According to a circular released by PenCom, the revision aims to strengthen financial stability and operational resilience in the pension industry. The move is also intended to align the capital requirements with global best practices, ensuring that capital is proportionate to the risk exposure of pension fund operators. For Pension Fund Administrators with Assets Under Management of ₦500 billion and above, the capital base must now be ₦20 billion plus 1% of the excess Assets Under Management beyond ₦500 billion.
The new requirements apply to all Pension Fund Administrators, including Special Purpose PFAs, which must hold a minimum of ₦30 billion. The Nigerian University Pension Management Company Limited, on the other hand, is required to maintain a capital base of ₦20 billion. PenCom stated that the capital requirement was reviewed to ensure that it is proportionate to the risk exposure of the Pension Fund Operator, and to support the long-term viability of pension operators.

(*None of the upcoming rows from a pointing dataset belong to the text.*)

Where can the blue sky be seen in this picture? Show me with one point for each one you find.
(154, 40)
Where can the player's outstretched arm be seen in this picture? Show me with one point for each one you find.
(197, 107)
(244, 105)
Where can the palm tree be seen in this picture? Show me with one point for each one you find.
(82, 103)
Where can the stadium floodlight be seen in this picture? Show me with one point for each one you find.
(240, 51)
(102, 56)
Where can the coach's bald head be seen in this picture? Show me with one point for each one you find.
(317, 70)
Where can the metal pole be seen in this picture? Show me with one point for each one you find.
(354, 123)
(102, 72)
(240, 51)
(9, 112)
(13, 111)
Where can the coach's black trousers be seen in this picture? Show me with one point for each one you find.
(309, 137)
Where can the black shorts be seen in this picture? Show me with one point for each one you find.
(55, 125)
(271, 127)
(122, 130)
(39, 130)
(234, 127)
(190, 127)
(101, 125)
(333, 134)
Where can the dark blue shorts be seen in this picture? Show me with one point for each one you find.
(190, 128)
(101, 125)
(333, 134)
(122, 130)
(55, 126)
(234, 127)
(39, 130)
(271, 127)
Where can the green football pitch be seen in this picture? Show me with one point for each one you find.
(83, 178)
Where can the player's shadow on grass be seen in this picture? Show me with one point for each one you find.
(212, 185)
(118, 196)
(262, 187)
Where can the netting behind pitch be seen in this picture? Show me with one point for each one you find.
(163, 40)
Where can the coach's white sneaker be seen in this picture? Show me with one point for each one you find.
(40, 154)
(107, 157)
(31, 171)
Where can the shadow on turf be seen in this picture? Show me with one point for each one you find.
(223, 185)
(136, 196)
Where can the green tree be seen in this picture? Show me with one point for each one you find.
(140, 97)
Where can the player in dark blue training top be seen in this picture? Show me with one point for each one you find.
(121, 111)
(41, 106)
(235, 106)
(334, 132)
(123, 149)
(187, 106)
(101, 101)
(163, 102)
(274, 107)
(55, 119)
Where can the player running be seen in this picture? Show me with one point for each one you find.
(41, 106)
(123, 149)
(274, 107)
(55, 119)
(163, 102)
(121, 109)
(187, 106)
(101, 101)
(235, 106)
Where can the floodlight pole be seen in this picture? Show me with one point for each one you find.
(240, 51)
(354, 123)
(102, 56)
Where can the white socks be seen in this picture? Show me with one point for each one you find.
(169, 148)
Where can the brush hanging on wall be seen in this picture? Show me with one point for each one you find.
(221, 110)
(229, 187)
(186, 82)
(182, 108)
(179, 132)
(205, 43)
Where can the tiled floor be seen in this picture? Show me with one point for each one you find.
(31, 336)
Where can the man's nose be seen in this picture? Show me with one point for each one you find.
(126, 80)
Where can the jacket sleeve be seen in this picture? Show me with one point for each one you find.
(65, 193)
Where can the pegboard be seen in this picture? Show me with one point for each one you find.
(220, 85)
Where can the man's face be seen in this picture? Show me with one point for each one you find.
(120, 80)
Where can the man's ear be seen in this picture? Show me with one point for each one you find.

The increased capital requirements are a response to the exponential growth in assets under custody and the increasing complexity of operations in the pension industry. This includes the deployment of technology, cybersecurity, and staff welfare. The Commission noted that the operating landscape of the Pension Fund Custodians’ business has evolved significantly over the past 21 years, underscoring the need to reassess the adequacy of the existing capital threshold.
The revised capital requirements will take effect immediately for new licenses, while existing operators have until December 31, 2026, to comply. PenCom will monitor compliance every two years based on audited financial statements, and any shortfall must be rectified within 90 days. The review is anchored in the Pension Reform Act of 2014 and aims to improve service delivery and ensure the sustainability of the Contributory Pension Scheme, which has been in operation for 21 years.
The increased capital requirements are expected to have a significant impact on the pension industry in Nigeria, as they will help to ensure the financial stability and operational resilience of pension fund operators. This, in turn, will support the long-term viability of the Contributory Pension Scheme and improve service delivery to pensioners. With the new requirements in place, PenCom is poised to continue playing a critical role in regulating and supervising the pension industry in Nigeria.